Baird sat astride a thick branch, his back braced against the trunk, some thirty feet above ground.

Across his knees lay a .22 Winchester repeater, fitted with a telescopic sight and silencer. He was wearing a loose jacket and trousers of green and yellow camouflage: the kind of kit the U.S. Army issued for jungle fighting. He had smeared burnt cork over his face. No one looking up at the tree, even with the aid of field-glasses, could spot him.

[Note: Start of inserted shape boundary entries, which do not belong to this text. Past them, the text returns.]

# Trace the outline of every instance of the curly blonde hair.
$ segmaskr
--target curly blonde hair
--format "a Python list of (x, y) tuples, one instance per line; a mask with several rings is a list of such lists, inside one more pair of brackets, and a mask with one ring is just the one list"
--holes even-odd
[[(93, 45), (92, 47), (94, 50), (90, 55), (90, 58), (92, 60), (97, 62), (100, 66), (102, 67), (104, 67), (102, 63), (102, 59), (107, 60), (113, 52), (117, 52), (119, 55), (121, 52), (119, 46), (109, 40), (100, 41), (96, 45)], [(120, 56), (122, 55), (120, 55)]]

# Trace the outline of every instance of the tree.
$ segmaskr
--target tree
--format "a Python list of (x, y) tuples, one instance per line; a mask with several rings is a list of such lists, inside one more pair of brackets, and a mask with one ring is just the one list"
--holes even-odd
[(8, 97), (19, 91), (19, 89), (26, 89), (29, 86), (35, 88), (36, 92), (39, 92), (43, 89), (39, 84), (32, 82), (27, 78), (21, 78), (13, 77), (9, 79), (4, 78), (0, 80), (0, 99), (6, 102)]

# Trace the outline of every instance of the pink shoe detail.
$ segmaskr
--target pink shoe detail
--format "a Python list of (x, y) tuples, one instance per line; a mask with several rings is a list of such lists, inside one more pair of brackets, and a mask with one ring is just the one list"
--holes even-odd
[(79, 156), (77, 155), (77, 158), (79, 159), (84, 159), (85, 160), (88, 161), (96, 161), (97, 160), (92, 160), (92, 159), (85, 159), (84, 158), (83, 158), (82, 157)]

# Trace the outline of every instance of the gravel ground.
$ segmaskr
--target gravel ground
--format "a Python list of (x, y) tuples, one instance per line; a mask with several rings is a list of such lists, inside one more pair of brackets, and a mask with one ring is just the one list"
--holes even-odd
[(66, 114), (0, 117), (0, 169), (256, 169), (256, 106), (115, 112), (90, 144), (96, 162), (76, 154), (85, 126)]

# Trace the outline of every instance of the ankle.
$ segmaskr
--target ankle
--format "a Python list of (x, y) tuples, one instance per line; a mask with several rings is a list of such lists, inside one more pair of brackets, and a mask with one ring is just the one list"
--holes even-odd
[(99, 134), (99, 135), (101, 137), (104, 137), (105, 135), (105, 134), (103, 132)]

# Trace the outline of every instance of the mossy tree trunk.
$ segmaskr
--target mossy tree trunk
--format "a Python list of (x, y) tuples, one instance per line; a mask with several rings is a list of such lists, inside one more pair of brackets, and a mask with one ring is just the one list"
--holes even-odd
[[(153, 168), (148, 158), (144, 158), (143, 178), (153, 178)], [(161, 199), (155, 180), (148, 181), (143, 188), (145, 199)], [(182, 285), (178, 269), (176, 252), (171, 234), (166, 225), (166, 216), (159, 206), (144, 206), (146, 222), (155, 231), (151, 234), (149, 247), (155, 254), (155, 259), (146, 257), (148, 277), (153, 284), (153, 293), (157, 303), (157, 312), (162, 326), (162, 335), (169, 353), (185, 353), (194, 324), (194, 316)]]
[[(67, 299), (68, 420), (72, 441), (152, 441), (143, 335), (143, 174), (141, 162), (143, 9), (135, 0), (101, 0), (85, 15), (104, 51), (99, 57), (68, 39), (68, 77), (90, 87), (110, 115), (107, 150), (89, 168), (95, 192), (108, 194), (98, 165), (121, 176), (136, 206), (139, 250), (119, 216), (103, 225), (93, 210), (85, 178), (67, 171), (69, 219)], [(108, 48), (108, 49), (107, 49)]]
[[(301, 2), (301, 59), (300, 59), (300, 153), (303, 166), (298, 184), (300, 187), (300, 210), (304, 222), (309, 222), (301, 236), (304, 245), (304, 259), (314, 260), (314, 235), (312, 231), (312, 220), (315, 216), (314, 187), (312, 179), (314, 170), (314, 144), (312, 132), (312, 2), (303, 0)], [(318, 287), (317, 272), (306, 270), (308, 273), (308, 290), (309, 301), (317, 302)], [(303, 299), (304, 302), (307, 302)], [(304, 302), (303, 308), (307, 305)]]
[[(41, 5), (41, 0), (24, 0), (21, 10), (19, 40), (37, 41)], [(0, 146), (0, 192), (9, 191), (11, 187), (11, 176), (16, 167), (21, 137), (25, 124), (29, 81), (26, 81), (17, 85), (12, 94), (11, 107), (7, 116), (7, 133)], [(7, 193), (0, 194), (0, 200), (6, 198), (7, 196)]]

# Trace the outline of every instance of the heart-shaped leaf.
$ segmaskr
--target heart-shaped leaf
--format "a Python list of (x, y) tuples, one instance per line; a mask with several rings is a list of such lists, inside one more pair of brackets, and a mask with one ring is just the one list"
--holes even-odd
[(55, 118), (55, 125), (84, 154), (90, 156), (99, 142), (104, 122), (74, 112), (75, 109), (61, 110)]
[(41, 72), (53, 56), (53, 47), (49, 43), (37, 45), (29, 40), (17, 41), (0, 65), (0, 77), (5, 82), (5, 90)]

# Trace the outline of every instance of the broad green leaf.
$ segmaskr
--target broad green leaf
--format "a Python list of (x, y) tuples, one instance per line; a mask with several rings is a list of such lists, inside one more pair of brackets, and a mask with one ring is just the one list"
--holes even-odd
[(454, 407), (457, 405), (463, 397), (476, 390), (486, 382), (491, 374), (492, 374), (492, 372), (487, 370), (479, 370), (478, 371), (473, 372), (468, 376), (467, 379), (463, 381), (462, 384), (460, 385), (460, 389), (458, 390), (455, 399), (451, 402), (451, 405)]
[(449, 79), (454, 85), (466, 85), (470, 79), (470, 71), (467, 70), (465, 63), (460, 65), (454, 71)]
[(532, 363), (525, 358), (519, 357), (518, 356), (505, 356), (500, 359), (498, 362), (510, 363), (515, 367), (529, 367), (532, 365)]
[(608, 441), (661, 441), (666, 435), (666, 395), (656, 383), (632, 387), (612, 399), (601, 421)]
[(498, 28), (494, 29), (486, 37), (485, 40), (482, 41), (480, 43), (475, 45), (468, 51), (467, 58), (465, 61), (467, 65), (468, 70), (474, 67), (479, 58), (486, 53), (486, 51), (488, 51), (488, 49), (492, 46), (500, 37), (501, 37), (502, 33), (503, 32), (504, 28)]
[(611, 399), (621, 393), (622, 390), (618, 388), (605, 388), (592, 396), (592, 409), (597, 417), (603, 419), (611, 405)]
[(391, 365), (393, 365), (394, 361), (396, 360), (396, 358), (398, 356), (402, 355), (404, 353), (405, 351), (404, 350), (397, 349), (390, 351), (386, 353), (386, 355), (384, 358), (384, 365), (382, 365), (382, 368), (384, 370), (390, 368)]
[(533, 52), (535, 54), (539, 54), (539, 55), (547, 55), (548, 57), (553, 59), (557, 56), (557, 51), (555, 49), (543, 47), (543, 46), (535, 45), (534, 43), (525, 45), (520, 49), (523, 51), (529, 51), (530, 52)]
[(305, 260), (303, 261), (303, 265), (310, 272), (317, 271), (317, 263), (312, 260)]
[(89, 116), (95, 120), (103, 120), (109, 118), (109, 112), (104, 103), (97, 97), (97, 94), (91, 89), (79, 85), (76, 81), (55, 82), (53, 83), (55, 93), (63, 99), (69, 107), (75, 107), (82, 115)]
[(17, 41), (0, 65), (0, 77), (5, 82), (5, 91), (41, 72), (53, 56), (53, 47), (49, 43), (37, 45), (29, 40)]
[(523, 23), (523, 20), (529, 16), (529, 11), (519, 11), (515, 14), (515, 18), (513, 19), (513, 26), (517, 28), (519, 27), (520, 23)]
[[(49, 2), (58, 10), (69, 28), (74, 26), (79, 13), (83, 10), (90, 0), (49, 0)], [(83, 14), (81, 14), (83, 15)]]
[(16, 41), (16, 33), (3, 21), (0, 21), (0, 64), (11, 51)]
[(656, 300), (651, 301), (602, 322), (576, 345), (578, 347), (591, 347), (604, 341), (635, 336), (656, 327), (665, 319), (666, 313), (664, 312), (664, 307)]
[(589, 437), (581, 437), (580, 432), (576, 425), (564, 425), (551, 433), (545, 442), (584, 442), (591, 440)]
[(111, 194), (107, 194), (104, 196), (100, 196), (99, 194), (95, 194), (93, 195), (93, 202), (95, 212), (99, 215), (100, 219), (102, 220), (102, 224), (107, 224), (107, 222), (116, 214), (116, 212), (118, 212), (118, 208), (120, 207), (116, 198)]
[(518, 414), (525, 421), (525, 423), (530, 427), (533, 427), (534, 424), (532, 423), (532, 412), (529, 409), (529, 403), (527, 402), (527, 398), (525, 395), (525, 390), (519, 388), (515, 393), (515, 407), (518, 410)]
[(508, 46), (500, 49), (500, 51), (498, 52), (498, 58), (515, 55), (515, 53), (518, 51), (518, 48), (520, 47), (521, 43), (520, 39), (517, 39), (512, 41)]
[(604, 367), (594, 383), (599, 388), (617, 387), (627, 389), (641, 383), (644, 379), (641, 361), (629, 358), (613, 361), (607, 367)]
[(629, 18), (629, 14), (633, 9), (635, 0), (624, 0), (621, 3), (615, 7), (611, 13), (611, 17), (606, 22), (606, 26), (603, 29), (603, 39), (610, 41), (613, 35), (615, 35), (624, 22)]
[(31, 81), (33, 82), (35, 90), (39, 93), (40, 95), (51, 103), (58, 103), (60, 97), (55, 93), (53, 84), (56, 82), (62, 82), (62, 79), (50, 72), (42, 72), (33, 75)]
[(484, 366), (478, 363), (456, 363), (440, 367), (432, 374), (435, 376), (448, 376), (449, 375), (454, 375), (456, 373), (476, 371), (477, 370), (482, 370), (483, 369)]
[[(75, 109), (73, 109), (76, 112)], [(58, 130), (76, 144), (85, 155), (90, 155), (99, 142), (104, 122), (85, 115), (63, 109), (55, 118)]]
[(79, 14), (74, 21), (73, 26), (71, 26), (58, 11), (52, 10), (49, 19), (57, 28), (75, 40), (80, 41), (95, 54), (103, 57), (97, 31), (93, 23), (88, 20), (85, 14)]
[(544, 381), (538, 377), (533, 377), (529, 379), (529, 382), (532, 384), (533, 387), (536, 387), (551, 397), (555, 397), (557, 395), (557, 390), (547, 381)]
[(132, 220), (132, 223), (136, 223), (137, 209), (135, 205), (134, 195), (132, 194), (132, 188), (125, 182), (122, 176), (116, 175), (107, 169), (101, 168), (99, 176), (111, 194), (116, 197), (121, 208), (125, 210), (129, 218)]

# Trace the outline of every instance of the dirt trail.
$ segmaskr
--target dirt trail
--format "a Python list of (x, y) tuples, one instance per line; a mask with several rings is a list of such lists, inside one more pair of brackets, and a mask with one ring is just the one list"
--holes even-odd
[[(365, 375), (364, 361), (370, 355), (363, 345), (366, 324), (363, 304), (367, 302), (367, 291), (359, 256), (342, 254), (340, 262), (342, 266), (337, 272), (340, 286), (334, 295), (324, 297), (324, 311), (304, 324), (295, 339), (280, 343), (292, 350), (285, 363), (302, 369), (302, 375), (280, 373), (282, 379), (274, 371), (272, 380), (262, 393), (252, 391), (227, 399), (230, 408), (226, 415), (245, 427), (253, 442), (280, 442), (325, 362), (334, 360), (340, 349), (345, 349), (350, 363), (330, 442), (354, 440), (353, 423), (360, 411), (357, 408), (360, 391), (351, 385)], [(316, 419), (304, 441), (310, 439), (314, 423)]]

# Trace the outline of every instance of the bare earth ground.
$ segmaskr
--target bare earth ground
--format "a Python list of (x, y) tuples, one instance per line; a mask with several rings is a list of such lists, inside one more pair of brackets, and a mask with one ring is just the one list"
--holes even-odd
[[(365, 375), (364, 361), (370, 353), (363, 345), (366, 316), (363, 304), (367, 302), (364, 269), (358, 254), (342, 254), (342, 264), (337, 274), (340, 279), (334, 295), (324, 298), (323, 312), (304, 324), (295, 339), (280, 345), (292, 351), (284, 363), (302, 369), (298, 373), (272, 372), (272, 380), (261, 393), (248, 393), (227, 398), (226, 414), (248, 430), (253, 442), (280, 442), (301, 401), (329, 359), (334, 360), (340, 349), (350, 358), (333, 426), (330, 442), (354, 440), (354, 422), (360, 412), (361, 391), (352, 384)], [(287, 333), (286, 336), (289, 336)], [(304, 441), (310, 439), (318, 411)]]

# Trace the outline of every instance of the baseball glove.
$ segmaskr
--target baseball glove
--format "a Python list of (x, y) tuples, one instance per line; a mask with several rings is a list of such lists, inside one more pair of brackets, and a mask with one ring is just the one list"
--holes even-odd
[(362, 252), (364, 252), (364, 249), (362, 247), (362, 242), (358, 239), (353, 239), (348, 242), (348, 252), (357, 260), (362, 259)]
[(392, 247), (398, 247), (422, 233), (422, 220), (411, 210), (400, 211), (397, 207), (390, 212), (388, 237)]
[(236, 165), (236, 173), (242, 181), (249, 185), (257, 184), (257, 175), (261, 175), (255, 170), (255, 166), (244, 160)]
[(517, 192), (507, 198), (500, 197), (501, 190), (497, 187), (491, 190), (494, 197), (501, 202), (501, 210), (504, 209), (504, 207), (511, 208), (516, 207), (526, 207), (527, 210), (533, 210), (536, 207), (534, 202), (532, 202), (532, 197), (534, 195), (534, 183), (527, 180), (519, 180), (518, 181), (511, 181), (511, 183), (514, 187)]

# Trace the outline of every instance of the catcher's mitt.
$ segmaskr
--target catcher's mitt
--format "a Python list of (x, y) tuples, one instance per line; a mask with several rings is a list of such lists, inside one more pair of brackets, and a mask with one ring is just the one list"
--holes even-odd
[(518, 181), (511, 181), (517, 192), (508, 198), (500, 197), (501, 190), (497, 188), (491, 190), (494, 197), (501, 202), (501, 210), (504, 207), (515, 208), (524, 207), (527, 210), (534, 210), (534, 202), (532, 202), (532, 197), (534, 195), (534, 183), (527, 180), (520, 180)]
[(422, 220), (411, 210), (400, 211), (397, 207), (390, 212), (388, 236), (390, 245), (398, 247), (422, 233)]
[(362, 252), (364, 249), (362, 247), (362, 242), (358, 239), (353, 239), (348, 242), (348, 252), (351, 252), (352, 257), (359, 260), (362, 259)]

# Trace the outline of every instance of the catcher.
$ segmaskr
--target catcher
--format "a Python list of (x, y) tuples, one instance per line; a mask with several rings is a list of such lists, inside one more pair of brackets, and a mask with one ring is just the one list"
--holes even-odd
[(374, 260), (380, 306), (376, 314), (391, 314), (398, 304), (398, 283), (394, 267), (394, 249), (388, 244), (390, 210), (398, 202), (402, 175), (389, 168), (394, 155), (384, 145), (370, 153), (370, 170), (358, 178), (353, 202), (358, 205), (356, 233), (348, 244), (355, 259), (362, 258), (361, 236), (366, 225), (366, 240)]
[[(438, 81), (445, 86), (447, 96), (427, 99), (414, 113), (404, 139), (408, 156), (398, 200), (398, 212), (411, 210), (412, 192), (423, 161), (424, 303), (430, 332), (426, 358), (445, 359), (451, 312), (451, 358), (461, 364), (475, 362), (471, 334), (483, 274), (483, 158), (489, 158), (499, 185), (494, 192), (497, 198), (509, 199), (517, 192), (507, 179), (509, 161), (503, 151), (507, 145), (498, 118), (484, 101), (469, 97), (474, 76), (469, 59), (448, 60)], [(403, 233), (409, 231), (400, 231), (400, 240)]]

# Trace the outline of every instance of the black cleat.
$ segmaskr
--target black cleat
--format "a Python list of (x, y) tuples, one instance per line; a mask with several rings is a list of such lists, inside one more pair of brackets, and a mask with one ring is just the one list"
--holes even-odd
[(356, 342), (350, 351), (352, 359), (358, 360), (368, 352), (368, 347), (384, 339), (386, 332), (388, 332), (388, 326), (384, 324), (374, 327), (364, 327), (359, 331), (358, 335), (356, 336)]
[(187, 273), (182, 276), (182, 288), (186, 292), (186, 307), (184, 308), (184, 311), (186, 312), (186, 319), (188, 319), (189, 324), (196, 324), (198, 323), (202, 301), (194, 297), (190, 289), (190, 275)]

Below him, also astride a branch and similarly dressed, Rico sat and sweated. Slung over his shoulder was a canvas sack which contained a dozen smoke bombs Baird had given him.

They could see the convicts working in the blazing sunshine, manhandling the mud as it poured from the steam shovel into the trucks; sweat poured off them as they toiled. They worked stripped to the waist; old, battered straw hats shielded their shaven heads from the sun.

Baird surveyed the scene through a powerful pair of glasses. Up to now he had counted three guards, and was trying to locate the other two. Two of the guards were on the bridge house of the dipper dredge.

One of them had an automatic rifle under his arm; the other appeared to have only a pistol at his hip. The third guard walked slowly up and down on the narrow deck of the hydraulic dredge. He was armed with an automatic rifle and a .45 Smith and Wesson.

Baird shifted his glasses to a building made of logs and thatched with saw-grass that stood in a clearing away from the bank. He spotted another guard sitting in the shade, astride a Browning machine-gun, covering the road that led out of the swamp.

The machine-gun startled Baird. Noddy hadn’t said anything about a machine-gun.

‘Take a look at that guy in front of the hut,’ he said in a low voice to Rico. ‘He’s the one I’ve got to take care of.’

Rico raised his glasses and nearly dropped them when he saw the Browning.